How to set DLT pipeline warning alert?

zmsoft
Contributor

Hi there,

The example description of custom event hooks in the documentation is not clear enough, I do not know how to implement it inside python functions. event-hooks 

 

My Code: 

%python 
# Read the insertion of data raw_user_delta_streaming=spark.readStream.option("ignoreDeletes", "true").option("ignoreChanges", "true").table("user_delta") 

@dlt.table(comment="The data ingested from kafka topic", table_properties={"pipelines.reset.allowed": "true"} )
def user_delta_streaming(): 
  return raw_user_delta_streaming 

from pyspark.sql.functions import round, avg 
@dlt.view() def user_delta_aggr_view(): 
  return spark.readStream.table("user_delta_streaming").groupBy("gender").agg(round(avg("age_group"), 2).alias("average_age")) 

@dlt.on_event_hook(max_allowable_consecutive_failures=None) 
def user_event_hook(event): 
  # Python code defining the event hook 
  streaming_agg_view_df = spark.readStream.view("user_delta_aggr_view") 
  return streaming_agg_view_df.filter(streaming_agg_view_df["average_age"] > 10) 

import smtplib, ssl from email.mime.text 
import MIMEText from email.mime.multipart 
import MIMEMultipart 
def send_notification_email(): 
  ... 

@on_event_hook 
def my_event_hook(event): 
  print('Received notification that update is stopping: ', event) 
  send_notification_email()

Any suggesstion on user_event_hook function?

Thanks&Regards,

zmsoft

Priyanka_Biswas
Databricks Employee
Databricks Employee

Hi @zmsoft 

The event hook provided, user_event_hook, must be a Python callable that accepts exactly one parameter - a dictionary representation of the event that triggered the execution of this event hook.

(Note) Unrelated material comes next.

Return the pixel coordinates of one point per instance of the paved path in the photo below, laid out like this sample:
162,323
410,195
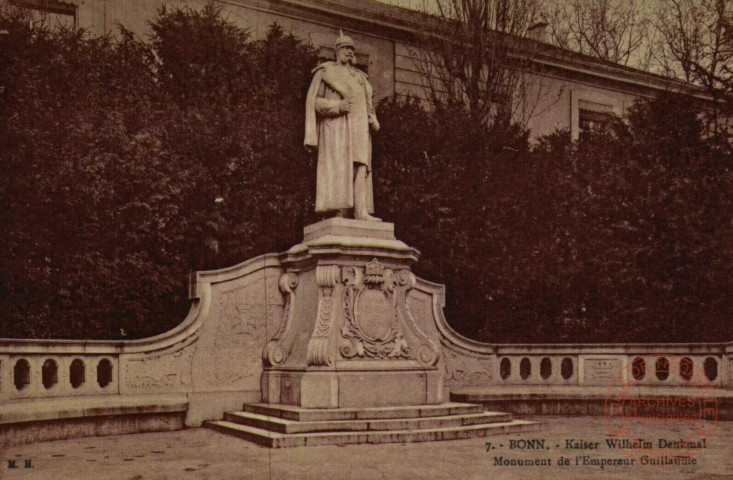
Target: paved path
205,454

The return value of the event hook has no significance

Please find an example here -

@on_event_hook
def my_event_hook(event):
   if (
       event["event_type"] == "update_progress"
       and event["details"]["update_progress"]["state"] == "STOPPING"
   ):
       print("Notified that update is stopping: ", event)

Hi @Priyanka_Biswas ,

Thanks for your answer.

What I want to implement is to set a security threshold for a field in a streaming table, and when the custom event detects that new data exceeds the security threshold, it triggers an alert, notifies the user by email, and the user is a non-Databricks user.

Thanks&Regards,

zmsoft

Hi @Priyanka_Biswas ,

 

from pyspark.sql import SparkSession, functions as F, types as T
from pyspark.sql.streaming import DataStreamWriter
import smtplib
from email.mime.text import MIMEText
from email.mime.multipart import MIMEMultipart
import os
import time


spark = SparkSession.builder \
    .appName("ThresholdAlert") \
    .getOrCreate()


SMTP_PASSWORD = os.environ.get('SMTP_PASSWORD', 'your_password') SMTP_PASSWORD


SMTP_SERVER = 'smtp.example.com'          
SMTP_PORT = 587                          
SMTP_USERNAME = 'your_email@example.com'  
EMAIL_FROM = 'your_email@example.com'     
EMAIL_TO = 'recipient@example.com'         
THRESHOLD = 100                           

def send_alert_email(value):

    subject = f"Warning: xxx {value} xxx {THRESHOLD}"
    body = f"xxxx {value} xxx {THRESHOLD} xxxxx"

    msg = MIMEMultipart()
    msg['Subject'] = subject
    msg['From'] = EMAIL_FROM
    msg['To'] = EMAIL_TO

    msg.attach(MIMEText(body, 'plain'))

    try:
        with smtplib.SMTP(SMTP_SERVER, SMTP_PORT) as server:
            server.starttls()
            server.login(SMTP_USERNAME, SMTP_PASSWORD)
            server.send_message(msg)
        print(f"xxxxx: {subject}")
    except Exception as e:
        print(f"xxxx: {e}")

def process_row(row):

    value = row['your_column']  
    if value is not None and value > THRESHOLD:
        send_alert_email(value)

def main():

    schema = T.StructType([
        T.StructField("your_column", T.IntegerType(), True),  
        # xxx...
    ])


    df = spark.readStream \
        .format("kafka") \
        .option("kafka.bootstrap.servers", "localhost:9092") \
        .option("subscribe", "your_topic") \
        .load() \
        .selectExpr("CAST(value AS STRING) as json_str")  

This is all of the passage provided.